Thursday, August 23, 2007

Long-term Care Insurance: The Good, The Bad and the Ugly

For several years increasing attention has been given to the poor quality of care provided in many of America’s nursing homes. Fortunately, the nursing home is no longer the central component of elder care services. Services such as adult day health, in-home care, assisted living, retirement communities, transportation, home delivered meals, paid companions and sub-acute and rehabilitation services are all part of the growing spectrum of services to older Americans who need help.

Few of these services are covered by Medicare or other forms of insurance, and when they are, only for a brief period of time.

The Deficit Reduction Act places severe constraints on access to publicly funded elder care services. Elder care professionals face a difficult challenge when advising their clients on the care planning options available to them.

In addition to providing a full range of geriatric care management and caregiver support services for more than 20 years, we've also been helping clients select long-term care insurance plans from several top rated carriers for more than a decade.


Long-term care insurance policies sold by most reputable companies today provide "comprehensive" elder care benefits. If you meet the criteria to file a claim, most if not all of the services mentioned above can be paid for by your policy. In fact, long-term care insurance has gone from what was once known as "nursing home insurance" to what is more accurately described as 'nursing home avoidance" insurance.

This insurance is not available to everyone, especially those in poor health or for whom the premiums may be prohibitive. Some newly developed financing alternatives such as; reverse mortgages,” blended" life insurance policies, and annuities with long-term care riders should also be explored before deciding on which option best suits your client's needs.
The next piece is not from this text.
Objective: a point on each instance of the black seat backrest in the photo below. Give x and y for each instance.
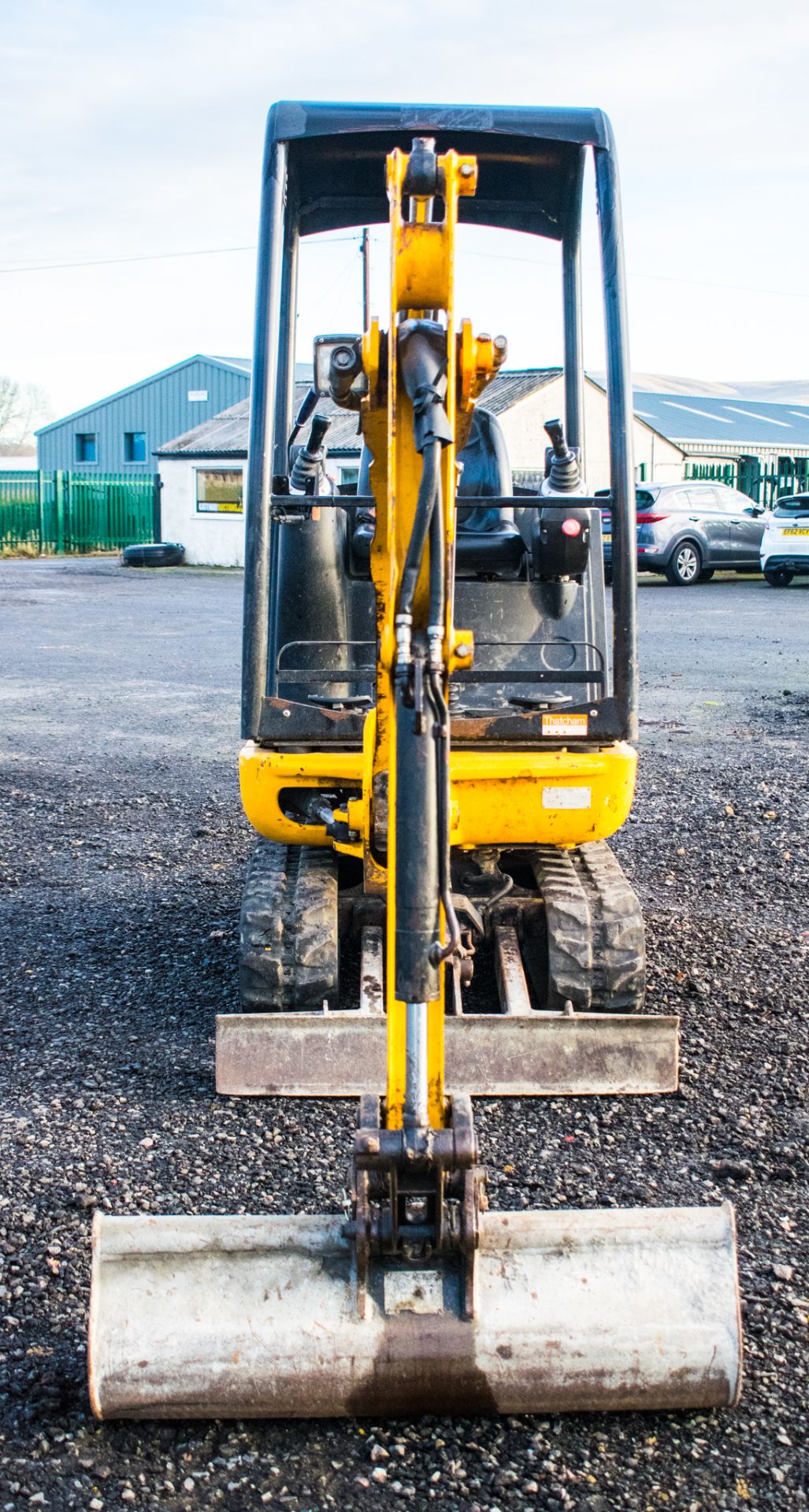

We'll be discussing some of these alternative funding mechanisms in future posts.

In recent months, articles highly critical of the sales practices of some long-term care insurers, and describing difficulties that some policy holders have had getting their claims paid have been prominent in the press.

Two companies most prominently identified in these articles, Conseco and Penn Treaty, have in fact been the subject of investigations and penalties by regulators for years.Now it appears that the sleazy practices of these two companies are finally catching up to them.

Conseco recently reported losses of $64.5 million in its second quarter. The losses are primarily attributed to Conseco's hemorrhaging long-term care reserves. This is a result of the company's practice of insuring individuals who were not acceptable underwriting risks. This results in higher sales and income in the form of new premiums but eventually results in huge losses when these poorly underwritten policies become claims. Conseco is also the defendant in a class-action lawsuit settlement over life insurance policies.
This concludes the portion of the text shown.